Andy Lutomirski: Lightweight per-cpu locks / restartable sequences

July 29, 2015

Related Material:

  1. 2013 Linux Plumbers Conference slideset: LPC - PerCpu Atomics
  2. May 21, 2015 Per-CPU System Call patch: percpu system call: fast userspace percpu critical sections (from Mathieu Desnoyers)
  3. July 7, 2015 LWN article: Restartable sequences

Additional Participants: Chris Mason, Christoph Lameter, Lai Jiangshan, and Peter Zijlstra.

People tagged: Jens Axboe, Jon Corbet, Mathieu Desnoyers, Paul E. McKenney, and Shaohua Li.

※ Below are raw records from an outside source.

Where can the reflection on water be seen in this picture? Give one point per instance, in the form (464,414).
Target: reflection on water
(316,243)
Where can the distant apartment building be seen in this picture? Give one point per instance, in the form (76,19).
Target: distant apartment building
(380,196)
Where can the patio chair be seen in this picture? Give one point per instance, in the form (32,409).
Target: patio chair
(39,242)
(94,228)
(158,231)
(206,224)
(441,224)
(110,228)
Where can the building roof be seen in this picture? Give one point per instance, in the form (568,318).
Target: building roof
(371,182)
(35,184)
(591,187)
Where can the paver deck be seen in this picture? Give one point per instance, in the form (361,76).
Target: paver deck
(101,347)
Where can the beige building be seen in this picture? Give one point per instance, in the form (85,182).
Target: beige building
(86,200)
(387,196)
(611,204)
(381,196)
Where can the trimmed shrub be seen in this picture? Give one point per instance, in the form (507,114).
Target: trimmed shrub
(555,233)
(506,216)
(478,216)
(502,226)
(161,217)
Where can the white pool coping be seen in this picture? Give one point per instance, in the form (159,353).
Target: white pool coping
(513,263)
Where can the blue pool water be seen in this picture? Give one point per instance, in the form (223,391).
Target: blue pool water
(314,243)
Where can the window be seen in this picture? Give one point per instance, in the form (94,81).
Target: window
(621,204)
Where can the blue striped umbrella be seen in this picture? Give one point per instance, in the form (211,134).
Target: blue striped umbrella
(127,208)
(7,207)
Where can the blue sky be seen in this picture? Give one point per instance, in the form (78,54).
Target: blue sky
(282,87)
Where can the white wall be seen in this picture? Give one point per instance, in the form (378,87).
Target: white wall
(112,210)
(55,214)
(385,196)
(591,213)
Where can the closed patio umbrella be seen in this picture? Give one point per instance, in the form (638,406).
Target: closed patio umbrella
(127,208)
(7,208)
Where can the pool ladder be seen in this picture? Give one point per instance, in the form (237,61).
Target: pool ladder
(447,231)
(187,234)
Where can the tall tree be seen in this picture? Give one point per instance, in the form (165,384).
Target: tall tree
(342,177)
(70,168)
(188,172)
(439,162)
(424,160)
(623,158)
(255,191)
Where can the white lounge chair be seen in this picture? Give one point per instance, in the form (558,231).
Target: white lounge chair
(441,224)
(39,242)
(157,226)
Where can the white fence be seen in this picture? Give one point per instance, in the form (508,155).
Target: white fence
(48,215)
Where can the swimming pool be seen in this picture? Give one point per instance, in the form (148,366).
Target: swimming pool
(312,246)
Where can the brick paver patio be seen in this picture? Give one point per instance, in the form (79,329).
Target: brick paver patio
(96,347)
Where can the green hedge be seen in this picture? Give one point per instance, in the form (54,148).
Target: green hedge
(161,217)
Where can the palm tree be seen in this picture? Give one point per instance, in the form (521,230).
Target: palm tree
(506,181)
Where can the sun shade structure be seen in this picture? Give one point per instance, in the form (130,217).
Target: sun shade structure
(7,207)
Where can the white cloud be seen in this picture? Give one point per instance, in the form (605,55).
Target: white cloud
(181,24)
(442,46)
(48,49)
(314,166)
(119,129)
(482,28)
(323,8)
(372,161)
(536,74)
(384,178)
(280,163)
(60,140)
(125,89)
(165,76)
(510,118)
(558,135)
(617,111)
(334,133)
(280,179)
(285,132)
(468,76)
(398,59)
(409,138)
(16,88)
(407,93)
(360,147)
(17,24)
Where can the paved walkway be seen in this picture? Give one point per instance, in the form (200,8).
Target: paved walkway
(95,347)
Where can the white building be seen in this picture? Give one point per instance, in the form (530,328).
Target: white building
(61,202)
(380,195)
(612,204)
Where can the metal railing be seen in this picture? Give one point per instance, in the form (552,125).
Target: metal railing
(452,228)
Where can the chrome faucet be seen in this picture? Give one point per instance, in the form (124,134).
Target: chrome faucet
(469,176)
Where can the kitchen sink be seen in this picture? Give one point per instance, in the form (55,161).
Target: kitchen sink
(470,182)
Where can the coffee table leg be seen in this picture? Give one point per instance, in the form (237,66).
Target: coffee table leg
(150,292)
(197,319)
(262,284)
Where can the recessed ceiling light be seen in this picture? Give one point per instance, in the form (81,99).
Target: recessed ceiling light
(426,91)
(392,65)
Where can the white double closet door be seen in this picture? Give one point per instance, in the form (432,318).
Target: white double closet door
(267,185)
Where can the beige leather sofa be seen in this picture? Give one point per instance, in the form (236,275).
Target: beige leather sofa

Andy Lutomirski suggests a discussion of a light-weight mechanism permitting user-mode code to implement per-CPU operations, calling out Paul Turner's patch, Mathieu Desnoyers's patch, and his own approach of using %gs on x86. Chris Mason said that his group has started experimenting with these patches and hopes to have performance data from production workloads soonish, which Christoph Lameter applauded, and suggested might also be applied in-kernel. Peter Zijlstra replied that in-kernel experimentation need not wait on an API, and argued that in-kernel use could rely on interrupt hooks instead of scheduler hooks. However, Peter suspects that forcing function calls for these operations will eat up much of the potential performance gains. Finally, Peter believes that %gs prefixes will have substantial performance advantages. Christoph responded that one could avoid function-call overhead by moving the calling function into the special code region and that some of the non-%gs approaches might avoid the implicit memory barriers that degrade performance of read-modify-write instructions on x86. Andy agreed that read-modify-write instructions can be slow, but that cmpxchg is pretty fast. Andy also suggested per-CPU memory mappings as a self-described crazy idea. Christoph liked the per-CPU memory mappings, noting that this had been done on Itanium, but that x86 would require a separate page table for each CPU for each task.

Lai Jiangshan called out anohter disadvantage of a special code region, namely that all functions in that region must avoid invoking functions outside that region, however, he agrees that doing this simplifies scheduler hooks. Lai also notes that in-kernel application of these techniques could simplify NMI handlers.